Sharing her story with legislators
Susan recently shared her story at a listening session on the behavioral and cognitive needs of older adults in Nevada. Current and former caregivers from across the state shared challenges they have faced.
Speaking before a legislative committee can be intimidating. The caregivers who bravely shared their stories (oral or written) will help shape the availability of services.

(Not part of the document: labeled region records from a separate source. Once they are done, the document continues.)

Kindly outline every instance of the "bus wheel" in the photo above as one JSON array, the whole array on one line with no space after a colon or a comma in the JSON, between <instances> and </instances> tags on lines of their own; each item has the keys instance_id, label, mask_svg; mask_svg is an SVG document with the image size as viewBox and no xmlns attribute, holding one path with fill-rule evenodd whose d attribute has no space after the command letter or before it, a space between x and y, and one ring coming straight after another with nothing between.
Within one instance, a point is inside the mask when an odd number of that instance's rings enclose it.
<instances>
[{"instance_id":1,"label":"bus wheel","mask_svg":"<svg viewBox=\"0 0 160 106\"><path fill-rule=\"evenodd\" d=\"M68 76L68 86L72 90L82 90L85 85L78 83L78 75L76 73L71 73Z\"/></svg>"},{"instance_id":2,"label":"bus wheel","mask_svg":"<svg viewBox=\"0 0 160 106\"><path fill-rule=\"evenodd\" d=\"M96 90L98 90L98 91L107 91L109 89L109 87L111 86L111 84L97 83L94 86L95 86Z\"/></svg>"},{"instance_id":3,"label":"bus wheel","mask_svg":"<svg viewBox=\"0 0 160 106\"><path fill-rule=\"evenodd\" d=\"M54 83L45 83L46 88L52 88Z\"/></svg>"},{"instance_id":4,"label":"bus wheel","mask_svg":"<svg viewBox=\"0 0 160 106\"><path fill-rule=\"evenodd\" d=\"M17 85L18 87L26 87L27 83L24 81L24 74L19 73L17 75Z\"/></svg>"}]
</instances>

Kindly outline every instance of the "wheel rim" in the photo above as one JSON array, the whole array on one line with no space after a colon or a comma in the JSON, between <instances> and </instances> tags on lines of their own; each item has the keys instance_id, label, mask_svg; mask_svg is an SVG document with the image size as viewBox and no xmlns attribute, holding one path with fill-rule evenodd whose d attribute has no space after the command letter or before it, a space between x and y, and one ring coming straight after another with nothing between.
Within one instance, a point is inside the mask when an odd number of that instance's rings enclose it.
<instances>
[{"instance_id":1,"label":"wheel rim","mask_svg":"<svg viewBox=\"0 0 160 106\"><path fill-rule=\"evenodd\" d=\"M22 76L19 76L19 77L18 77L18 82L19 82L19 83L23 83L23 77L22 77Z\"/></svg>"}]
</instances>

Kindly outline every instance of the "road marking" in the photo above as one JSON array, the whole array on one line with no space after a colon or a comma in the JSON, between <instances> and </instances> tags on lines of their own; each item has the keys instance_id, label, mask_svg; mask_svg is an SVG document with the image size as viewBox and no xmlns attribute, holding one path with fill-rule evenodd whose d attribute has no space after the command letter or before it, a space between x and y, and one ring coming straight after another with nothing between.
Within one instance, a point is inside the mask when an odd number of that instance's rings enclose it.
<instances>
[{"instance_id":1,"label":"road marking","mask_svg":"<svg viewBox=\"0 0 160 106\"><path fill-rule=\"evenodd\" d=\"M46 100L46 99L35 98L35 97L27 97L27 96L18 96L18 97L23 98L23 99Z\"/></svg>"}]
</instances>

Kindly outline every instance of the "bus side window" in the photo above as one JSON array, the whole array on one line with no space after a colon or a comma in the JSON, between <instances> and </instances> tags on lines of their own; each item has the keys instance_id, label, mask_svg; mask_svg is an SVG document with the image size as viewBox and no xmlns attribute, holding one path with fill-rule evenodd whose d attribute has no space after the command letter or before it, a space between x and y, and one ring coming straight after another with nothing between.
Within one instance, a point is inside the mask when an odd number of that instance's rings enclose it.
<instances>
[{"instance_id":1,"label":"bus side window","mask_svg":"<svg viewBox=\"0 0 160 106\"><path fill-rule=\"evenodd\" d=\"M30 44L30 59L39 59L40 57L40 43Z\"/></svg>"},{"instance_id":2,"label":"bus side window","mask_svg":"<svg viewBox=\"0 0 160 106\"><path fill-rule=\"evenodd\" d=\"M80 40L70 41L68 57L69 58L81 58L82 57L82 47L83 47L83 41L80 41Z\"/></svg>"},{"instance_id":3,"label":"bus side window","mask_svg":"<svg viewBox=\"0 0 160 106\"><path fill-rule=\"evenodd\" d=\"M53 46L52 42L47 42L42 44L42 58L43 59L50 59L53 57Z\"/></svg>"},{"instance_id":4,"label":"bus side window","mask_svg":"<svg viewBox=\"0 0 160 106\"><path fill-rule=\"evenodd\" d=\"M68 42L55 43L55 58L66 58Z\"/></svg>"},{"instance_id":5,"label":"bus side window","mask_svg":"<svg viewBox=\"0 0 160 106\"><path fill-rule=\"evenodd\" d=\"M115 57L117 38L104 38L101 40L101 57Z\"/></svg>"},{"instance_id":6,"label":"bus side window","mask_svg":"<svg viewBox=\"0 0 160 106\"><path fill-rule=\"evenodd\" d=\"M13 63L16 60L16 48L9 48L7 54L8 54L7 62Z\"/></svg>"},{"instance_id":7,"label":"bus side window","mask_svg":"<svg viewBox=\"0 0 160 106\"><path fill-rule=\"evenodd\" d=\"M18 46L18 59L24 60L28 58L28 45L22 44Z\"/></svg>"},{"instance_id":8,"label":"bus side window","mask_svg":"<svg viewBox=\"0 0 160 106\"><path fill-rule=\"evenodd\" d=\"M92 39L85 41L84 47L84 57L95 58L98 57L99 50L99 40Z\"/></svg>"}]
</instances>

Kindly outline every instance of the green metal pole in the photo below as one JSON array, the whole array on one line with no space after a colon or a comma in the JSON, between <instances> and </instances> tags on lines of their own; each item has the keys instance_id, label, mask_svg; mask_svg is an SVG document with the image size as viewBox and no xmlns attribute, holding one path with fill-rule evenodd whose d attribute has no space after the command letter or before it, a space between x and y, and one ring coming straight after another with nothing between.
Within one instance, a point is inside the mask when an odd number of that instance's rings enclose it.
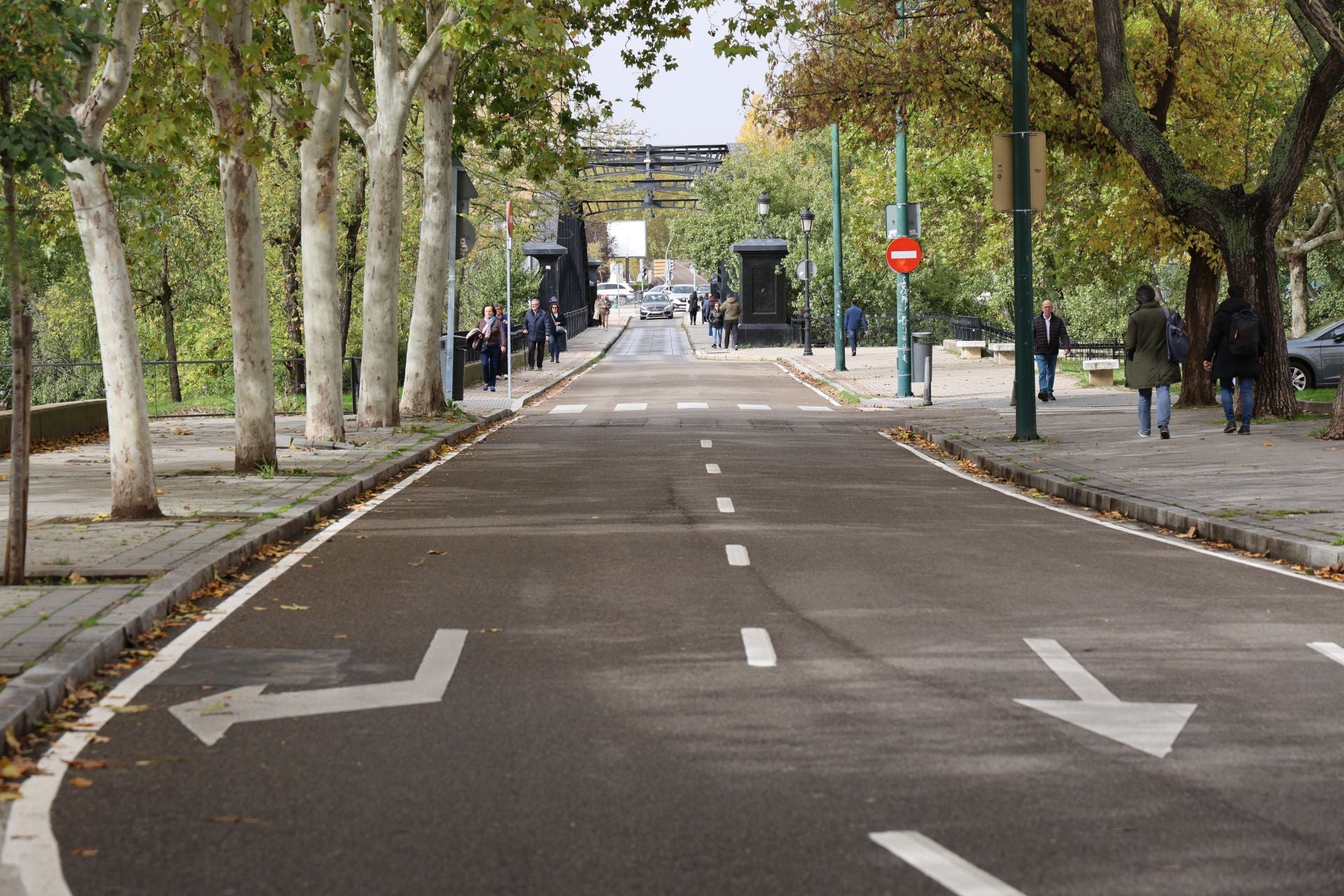
<instances>
[{"instance_id":1,"label":"green metal pole","mask_svg":"<svg viewBox=\"0 0 1344 896\"><path fill-rule=\"evenodd\" d=\"M840 13L836 0L831 0L831 19L832 21ZM831 279L832 289L835 293L835 343L836 343L836 369L845 369L844 364L844 324L841 321L841 314L844 313L844 224L840 220L840 125L831 125L831 242L832 242L832 259L831 259Z\"/></svg>"},{"instance_id":2,"label":"green metal pole","mask_svg":"<svg viewBox=\"0 0 1344 896\"><path fill-rule=\"evenodd\" d=\"M1035 310L1031 275L1031 114L1027 107L1027 0L1012 3L1012 274L1015 398L1017 430L1015 442L1031 442L1036 434L1036 402L1032 388L1031 320Z\"/></svg>"},{"instance_id":3,"label":"green metal pole","mask_svg":"<svg viewBox=\"0 0 1344 896\"><path fill-rule=\"evenodd\" d=\"M906 193L906 117L896 113L896 236L910 235ZM896 274L896 398L910 398L910 274Z\"/></svg>"}]
</instances>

Highlights from the listening session
Legislators express concern for older Nevadans
Last year, the Nevada Legislature passed Senate Bill 121. This law calls for a legislative committee to study the behavioral and cognitive care needs of Nevada’s aging population.

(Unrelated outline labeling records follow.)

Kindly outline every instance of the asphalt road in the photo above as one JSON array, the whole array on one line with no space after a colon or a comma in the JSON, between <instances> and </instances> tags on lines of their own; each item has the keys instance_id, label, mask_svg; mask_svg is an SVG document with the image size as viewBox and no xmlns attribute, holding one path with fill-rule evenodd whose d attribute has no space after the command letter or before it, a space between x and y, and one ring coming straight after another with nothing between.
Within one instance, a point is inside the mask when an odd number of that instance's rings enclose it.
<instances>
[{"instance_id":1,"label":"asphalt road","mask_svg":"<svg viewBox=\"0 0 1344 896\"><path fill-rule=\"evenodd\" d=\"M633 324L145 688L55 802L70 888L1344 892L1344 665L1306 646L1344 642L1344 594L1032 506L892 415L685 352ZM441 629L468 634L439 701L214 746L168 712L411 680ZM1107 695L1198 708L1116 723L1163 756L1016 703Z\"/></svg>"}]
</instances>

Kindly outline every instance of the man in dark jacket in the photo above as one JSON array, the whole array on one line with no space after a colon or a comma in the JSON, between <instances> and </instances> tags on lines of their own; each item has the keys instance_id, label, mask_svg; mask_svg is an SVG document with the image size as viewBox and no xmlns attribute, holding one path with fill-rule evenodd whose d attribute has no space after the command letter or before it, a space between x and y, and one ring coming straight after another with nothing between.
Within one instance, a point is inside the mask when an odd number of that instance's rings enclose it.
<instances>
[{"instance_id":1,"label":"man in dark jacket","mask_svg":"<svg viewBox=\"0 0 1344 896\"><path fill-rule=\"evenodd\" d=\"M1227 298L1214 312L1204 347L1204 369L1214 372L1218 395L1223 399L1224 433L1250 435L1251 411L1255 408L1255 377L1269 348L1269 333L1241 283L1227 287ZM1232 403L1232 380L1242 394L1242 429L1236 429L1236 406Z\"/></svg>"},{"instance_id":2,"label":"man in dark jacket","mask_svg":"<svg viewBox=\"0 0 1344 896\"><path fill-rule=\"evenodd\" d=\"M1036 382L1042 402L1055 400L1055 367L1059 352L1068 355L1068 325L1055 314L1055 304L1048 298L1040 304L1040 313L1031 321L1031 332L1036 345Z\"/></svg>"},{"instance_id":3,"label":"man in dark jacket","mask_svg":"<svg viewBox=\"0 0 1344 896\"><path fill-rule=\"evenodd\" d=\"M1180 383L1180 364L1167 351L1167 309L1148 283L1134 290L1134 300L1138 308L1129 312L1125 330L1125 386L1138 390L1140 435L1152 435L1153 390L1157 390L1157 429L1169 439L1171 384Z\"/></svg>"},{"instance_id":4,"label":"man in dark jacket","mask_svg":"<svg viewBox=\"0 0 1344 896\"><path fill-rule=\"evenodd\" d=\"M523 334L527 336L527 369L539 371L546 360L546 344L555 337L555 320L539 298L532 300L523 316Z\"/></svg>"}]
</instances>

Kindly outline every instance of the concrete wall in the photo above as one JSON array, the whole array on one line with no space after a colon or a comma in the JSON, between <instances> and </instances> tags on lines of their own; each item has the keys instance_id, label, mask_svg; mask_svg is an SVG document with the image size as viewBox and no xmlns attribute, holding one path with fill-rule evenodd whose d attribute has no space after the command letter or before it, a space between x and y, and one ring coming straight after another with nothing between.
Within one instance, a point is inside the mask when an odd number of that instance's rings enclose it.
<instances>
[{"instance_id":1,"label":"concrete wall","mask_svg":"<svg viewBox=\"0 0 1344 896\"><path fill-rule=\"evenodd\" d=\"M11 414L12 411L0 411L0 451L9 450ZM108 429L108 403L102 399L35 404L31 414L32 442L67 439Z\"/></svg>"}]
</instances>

The committee is chaired by Senator Joyce Woodhouse, who authored S.B. 121. Members have been seeking input from stakeholders throughout Nevada. They want to learn about the challenges caregivers face and the needs of older adults.
A growing burden on caregivers
More than 45,000 Nevadans currently live with Alzheimer’s disease. That number is predicted to grow to 64,000 by 2025, the third highest increase of all 50 states. There is an urgent need to develop solutions to the current challenges.
In Nevada, more than half of unpaid caregivers of those with Alzheimer’s or another dementia have been providing care for at least two years (Centers for Disease Control and Prevention; 2016 Behavioral Risk Factor Surveillance System). Nearly 40 percent provide 20 or more hours of care per week.
Many are managing very personal tasks:
- 80.9 percent manage household care, such as cleaning or cooking.
- 59.6 percent manage personal care, such as feeding or bathing.
The challenge of providing personal care
Patti, from Winnemucca, is one of those individuals providing personal care. Patti cares for Harold, her husband of 45 years, who is in the late stage of Alzheimer’s.
Harold is very aggressive and doesn’t like to be touched. He is also afraid of using the toilet. His reaction to being touched and fear of using the toilet makes it difficult for Patti to provide bathroom-related care without getting injured.
Harold is a veteran and has received services from the Veterans Administration (VA). The closest care facility that the VA will cover is in Henderson, a 12-hour drive. There is a memory care facility near Patti, but the VA will not pay for care at that facility and Patti cannot afford it on her own.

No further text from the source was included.